Così come ricostruito dall’accusa, da settembre del 2021 fino al 2023, otto giovani cittadini del Bangladesh sarebbero stati reclutati come braccianti agricoli dal 37enne loro connazionale in sette aziende, tra le quali figura la società cooperativa agricola con sede a Morro d’Oro di cui all’epoca delle contestazioni Ercole Di Nicola era amministratore di fatto e dove, appunto, i lavoratori sarebbero stati sottoposti a condizioni di sfruttamento, approfittando del loro stato di bisogno. Questo dovuto al fatto che si trattava di giovani stranieri, che non conoscevano la lingua italiana e senza il permesso di soggiorno.

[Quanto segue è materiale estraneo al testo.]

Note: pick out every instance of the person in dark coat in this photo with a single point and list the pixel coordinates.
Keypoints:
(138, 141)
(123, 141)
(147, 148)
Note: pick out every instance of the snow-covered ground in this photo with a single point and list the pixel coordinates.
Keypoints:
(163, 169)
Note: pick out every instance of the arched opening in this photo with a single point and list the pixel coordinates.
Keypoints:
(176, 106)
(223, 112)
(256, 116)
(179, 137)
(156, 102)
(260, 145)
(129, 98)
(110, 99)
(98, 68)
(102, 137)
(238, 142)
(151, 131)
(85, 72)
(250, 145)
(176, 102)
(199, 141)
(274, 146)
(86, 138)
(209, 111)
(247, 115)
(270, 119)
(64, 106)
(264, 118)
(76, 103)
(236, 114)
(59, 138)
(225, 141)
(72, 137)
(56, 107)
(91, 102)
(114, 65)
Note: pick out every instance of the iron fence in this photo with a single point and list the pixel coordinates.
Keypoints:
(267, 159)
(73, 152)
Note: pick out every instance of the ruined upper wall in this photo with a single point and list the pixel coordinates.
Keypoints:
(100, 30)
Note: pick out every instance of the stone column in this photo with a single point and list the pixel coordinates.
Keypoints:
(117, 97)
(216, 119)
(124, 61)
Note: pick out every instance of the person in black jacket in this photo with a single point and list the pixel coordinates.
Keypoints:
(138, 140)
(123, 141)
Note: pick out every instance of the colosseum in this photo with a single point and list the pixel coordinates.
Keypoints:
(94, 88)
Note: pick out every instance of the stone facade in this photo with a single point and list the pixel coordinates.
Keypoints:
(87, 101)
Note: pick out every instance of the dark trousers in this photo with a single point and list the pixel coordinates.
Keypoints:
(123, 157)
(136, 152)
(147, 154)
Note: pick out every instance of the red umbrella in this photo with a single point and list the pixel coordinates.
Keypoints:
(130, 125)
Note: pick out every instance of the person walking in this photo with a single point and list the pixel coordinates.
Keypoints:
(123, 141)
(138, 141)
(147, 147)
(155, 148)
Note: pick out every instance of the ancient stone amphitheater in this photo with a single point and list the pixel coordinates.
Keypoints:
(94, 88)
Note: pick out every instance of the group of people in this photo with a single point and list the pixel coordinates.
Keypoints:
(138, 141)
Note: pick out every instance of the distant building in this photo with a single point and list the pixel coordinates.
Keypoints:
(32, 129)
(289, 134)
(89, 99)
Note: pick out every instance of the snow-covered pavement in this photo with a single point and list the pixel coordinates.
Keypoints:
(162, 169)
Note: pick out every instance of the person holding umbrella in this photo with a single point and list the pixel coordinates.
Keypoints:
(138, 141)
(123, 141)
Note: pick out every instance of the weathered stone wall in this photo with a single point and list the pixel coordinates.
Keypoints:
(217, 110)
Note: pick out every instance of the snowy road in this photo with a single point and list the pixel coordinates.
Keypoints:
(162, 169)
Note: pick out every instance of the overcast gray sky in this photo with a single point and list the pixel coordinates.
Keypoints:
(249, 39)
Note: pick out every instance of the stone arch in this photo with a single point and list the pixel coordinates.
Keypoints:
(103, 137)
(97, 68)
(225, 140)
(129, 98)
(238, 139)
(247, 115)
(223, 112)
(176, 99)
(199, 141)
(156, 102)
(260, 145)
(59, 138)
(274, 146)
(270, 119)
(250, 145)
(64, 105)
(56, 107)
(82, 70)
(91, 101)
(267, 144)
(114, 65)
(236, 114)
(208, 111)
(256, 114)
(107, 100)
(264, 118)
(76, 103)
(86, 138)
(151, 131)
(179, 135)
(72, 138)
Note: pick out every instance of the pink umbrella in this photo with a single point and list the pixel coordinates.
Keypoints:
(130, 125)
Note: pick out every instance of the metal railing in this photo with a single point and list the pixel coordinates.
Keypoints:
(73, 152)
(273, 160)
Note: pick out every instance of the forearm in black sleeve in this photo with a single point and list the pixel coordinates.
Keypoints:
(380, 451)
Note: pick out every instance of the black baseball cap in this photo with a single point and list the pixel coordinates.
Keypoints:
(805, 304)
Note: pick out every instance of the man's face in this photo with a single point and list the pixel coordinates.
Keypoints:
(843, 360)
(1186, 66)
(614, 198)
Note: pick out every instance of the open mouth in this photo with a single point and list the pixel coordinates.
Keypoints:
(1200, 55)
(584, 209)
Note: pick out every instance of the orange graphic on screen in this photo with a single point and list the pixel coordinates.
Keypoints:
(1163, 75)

«Specificatamente – si legge nel capo d’imputazione – utilizzava i lavoratori senza permesso di soggiorno senza sottoscrivere alcun contratto di lavoro ed assumeva quelli con permesso di soggiorno per un numero di ore inferiore rispetto a quelle effettivamente lavorate e corrispondeva la paga in contanti (per intero ai lavoratori senza contratto e solo per le ore ulteriori rispetto a quelle dichiarate a quelli contrattualizzati) versandola direttamente all’intermediario Mohammed Shahjalal che le consegnava ai lavoratori detraendo la parte a lui spettante per l’intermediazione operata». Tutto questo senza il rispetto delle norme sulla sicurezza dei luoghi di lavoro che prevedono la visita medica preventiva di idoneità alla mansione e in mancanza di ogni requisito minimo di sicurezza, quali i corsi di formazione e informazione, come ha contestato sempre l’accusa a Di Nicola, e assenza dei dispositivi di protezione individuali. Dalle indagini sarebbe stato accertato che i lavoratori percepivano un compenso di 40 euro ogni 8 ore lavorative, ad eccezione di uno che invece lavorava 6 ore al giorno ricevendo la paga direttamente dal datore di lavoro ogni duo o tre mesi. Ma a quei soldi bisognava togliere la percentuale che il loro connazionale si tratteneva per l’intermediazione svolta. E così nelle tasche dei braccianti rimaneva una miseria che loro erano costretti a prendere pur di poter lavorare e avere qualche soldo in tasca dopo ore nei campi. Al momento non risultano penalmente coinvolti i titolari o gli amministratori delle altre aziende. Il processo inizierà ad ottobre.